Thread: pgsql: Backpatch critical performance fixes to pgarch.c

pgsql: Backpatch critical performance fixes to pgarch.c

From
Álvaro Herrera
Date:
Backpatch critical performance fixes to pgarch.c

This backpatches commits beb4e9ba1652 and 1fb17b190341 (originally
appearing in previously in REL_15_STABLE) to REL_14_STABLE.  Performance
of the WAL archiver can become pretty critical at times, and reports
exist of users getting in serious trouble (hours of downtime, loss of
replicas) because of lack of this optimization.

We'd like to backpatch these to REL_13_STABLE too, but because of the
very invasive changes made by commit d75288fb27b8 in the 14 timeframe,
we deem it too risky :-(

Original commit messages appear below.

Discussion: https://postgr.es/m/202411131605.m66syq5i5ucl@alvherre.pgsql

  commit beb4e9ba1652a04f66ff20261444d06f678c0b2d
  Author:     Robert Haas <rhaas@postgresql.org>
  AuthorDate: Thu Nov 11 15:02:53 2021 -0500

  Improve performance of pgarch_readyXlog() with many status files.

  Presently, the archive_status directory was scanned for each file to
  archive.  When there are many status files, say because archive_command
  has been failing for a long time, these directory scans can get very
  slow.  With this change, the archiver remembers several files to archive
  during each directory scan, speeding things up.

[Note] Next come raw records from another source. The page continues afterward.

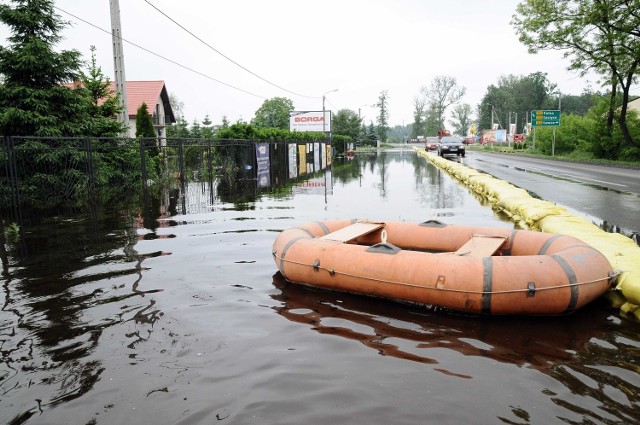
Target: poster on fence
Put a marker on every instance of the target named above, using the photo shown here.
(263, 166)
(293, 160)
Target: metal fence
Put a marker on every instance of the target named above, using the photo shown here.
(52, 175)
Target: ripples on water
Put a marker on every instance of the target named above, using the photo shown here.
(179, 318)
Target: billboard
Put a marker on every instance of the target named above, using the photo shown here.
(310, 121)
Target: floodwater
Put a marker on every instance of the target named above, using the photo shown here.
(115, 317)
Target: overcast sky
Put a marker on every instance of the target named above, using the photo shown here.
(302, 50)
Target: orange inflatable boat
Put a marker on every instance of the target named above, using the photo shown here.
(471, 269)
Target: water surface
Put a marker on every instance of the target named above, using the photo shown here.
(119, 317)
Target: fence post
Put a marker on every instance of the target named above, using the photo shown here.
(12, 177)
(90, 170)
(210, 174)
(182, 174)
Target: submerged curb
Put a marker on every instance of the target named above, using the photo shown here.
(535, 214)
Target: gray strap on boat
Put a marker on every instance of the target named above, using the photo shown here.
(384, 248)
(433, 223)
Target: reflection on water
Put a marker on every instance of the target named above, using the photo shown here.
(576, 350)
(162, 290)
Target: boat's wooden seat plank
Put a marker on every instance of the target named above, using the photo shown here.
(352, 232)
(481, 246)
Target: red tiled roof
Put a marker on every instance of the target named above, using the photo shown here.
(139, 92)
(149, 92)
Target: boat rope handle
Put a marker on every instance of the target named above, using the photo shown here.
(464, 291)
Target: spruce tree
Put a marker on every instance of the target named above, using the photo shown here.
(144, 123)
(33, 101)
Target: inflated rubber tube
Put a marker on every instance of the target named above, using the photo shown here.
(532, 273)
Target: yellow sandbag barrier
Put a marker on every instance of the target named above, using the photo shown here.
(535, 214)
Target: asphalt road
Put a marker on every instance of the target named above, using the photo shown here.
(609, 196)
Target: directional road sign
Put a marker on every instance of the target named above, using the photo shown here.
(545, 117)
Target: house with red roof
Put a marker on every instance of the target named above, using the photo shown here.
(154, 94)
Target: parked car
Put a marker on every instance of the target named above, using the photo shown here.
(451, 145)
(431, 144)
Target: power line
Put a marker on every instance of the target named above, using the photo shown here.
(162, 57)
(225, 56)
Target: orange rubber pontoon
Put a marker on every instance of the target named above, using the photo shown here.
(472, 269)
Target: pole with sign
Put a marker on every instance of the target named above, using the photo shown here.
(545, 118)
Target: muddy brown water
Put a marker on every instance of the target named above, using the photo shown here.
(115, 318)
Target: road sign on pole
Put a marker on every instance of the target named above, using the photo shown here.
(545, 117)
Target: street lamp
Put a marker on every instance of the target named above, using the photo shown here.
(323, 113)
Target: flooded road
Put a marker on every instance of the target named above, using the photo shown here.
(118, 317)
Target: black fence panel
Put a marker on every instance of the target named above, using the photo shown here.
(45, 176)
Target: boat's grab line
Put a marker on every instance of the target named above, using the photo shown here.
(332, 272)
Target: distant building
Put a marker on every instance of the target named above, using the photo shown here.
(154, 94)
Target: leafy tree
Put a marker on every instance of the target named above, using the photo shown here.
(180, 129)
(177, 106)
(519, 94)
(461, 119)
(443, 92)
(431, 124)
(400, 133)
(274, 113)
(33, 101)
(599, 35)
(103, 103)
(144, 122)
(419, 115)
(346, 123)
(383, 116)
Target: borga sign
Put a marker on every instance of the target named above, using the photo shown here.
(310, 121)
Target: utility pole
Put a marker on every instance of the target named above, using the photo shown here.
(118, 64)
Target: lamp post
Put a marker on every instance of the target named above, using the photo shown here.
(324, 126)
(553, 142)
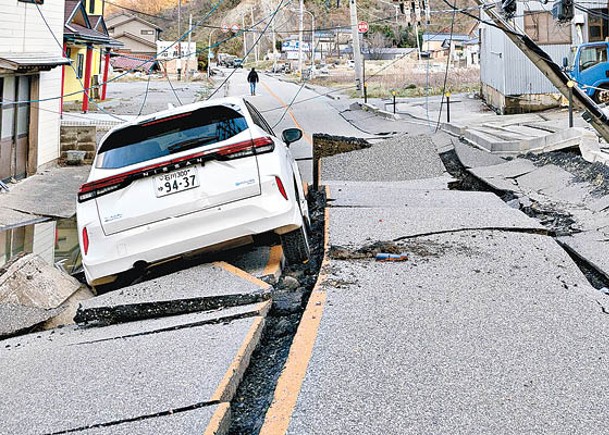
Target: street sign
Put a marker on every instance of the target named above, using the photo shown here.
(362, 27)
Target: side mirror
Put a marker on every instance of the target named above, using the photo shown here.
(290, 135)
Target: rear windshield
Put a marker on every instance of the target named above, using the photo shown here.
(142, 142)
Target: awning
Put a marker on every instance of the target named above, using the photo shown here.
(30, 62)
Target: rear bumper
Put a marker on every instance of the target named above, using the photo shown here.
(152, 243)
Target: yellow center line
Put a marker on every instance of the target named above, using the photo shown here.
(306, 136)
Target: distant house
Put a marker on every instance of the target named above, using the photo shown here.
(138, 36)
(387, 53)
(30, 86)
(440, 44)
(88, 44)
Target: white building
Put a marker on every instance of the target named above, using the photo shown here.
(31, 32)
(174, 55)
(510, 81)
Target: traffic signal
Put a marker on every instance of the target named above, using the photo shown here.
(509, 8)
(563, 10)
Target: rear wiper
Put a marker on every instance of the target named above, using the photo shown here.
(192, 143)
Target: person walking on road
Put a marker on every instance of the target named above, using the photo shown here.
(252, 78)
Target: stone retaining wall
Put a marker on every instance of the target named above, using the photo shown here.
(80, 138)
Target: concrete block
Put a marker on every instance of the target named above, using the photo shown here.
(32, 282)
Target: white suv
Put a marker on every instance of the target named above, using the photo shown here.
(185, 179)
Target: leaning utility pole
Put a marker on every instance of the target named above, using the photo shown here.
(593, 114)
(357, 55)
(300, 24)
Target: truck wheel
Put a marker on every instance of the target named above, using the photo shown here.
(602, 95)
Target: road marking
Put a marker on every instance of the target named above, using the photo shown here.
(306, 136)
(241, 273)
(220, 421)
(228, 386)
(278, 416)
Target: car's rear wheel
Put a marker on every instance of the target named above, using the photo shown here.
(295, 245)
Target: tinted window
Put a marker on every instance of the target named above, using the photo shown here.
(153, 139)
(259, 119)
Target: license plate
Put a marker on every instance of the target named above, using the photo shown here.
(176, 181)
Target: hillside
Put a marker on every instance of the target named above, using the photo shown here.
(208, 15)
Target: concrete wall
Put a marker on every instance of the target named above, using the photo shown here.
(44, 241)
(80, 138)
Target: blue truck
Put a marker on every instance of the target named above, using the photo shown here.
(590, 70)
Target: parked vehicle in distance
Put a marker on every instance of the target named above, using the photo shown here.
(590, 70)
(189, 178)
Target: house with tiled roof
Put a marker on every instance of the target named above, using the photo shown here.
(88, 44)
(30, 86)
(138, 36)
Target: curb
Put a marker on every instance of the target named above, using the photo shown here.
(220, 421)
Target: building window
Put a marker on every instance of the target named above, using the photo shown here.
(80, 64)
(597, 26)
(541, 28)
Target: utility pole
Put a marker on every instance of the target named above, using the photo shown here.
(257, 46)
(300, 24)
(186, 68)
(244, 38)
(357, 55)
(597, 116)
(179, 61)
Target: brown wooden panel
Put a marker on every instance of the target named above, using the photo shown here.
(6, 146)
(21, 156)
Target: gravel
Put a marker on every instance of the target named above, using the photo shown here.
(415, 155)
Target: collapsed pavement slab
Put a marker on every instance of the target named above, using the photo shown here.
(489, 332)
(18, 319)
(362, 226)
(391, 196)
(194, 421)
(502, 176)
(199, 288)
(442, 182)
(592, 247)
(51, 193)
(471, 157)
(76, 379)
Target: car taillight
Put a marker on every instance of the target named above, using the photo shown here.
(97, 188)
(247, 148)
(104, 186)
(85, 240)
(281, 188)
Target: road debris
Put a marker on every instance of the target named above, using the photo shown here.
(383, 256)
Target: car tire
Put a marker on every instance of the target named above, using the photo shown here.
(295, 245)
(123, 279)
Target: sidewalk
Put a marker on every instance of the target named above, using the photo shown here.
(506, 135)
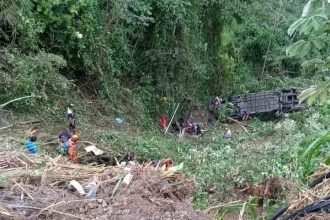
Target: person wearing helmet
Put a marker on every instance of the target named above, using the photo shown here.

  To ensure timeline history files are archived as quickly as possible,
  XLogArchiveNotify() forces the archiver to do a new directory scan as
  soon as the .ready file for one is created.

  Nathan Bossart, per a long discussion involving many people. It is
  not clear to me exactly who out of all those people reviewed this
  particular patch.

  Discussion: http://postgr.es/m/CA+TgmobhAbs2yabTuTRkJTq_kkC80-+jw=pfpypdOJ7+gAbQbw@mail.gmail.com
  Discussion: http://postgr.es/m/620F3CE1-0255-4D66-9D87-0EADE866985A@amazon.com

  commit 1fb17b1903414676bd371068739549cd2966fe87
  Author:     Tom Lane <tgl@sss.pgh.pa.us>
  AuthorDate: Wed Dec 29 17:02:50 2021 -0500

  Fix issues in pgarch's new directory-scanning logic.

  The arch_filenames[] array elements were one byte too small, so that
  a maximum-length filename would get corrupted if another entry
  were made after it.  (Noted by Thomas Munro, fix by Nathan Bossart.)

  Move these arrays into a palloc'd struct, so that we aren't wasting
  a few kilobytes of static data in each non-archiver process.

  Add a binaryheap_reset() call to make it plain that we start the
  directory scan with an empty heap.  I don't think there's any live
  bug of that sort, but it seems fragile, and this is very cheap
  insurance.

  Cleanup for commit beb4e9ba1, so no back-patch needed.

  Discussion: https://postgr.es/m/CA+hUKGLHAjHuKuwtzsW7uMJF4BVPcQRL-UMZG_HM-g0y7yLkUg@mail.gmail.com

Branch
------
REL_14_STABLE

Details
-------
https://git.postgresql.org/pg/commitdiff/4abf615cc8a8ca80430b5a0bfa18be6efcea96b2

Modified Files
--------------
src/backend/access/transam/xlogarchive.c |  14 +++
src/backend/postmaster/pgarch.c          | 208 +++++++++++++++++++++++++++----
src/include/postmaster/pgarch.h          |   1 +
3 files changed, 197 insertions(+), 26 deletions(-)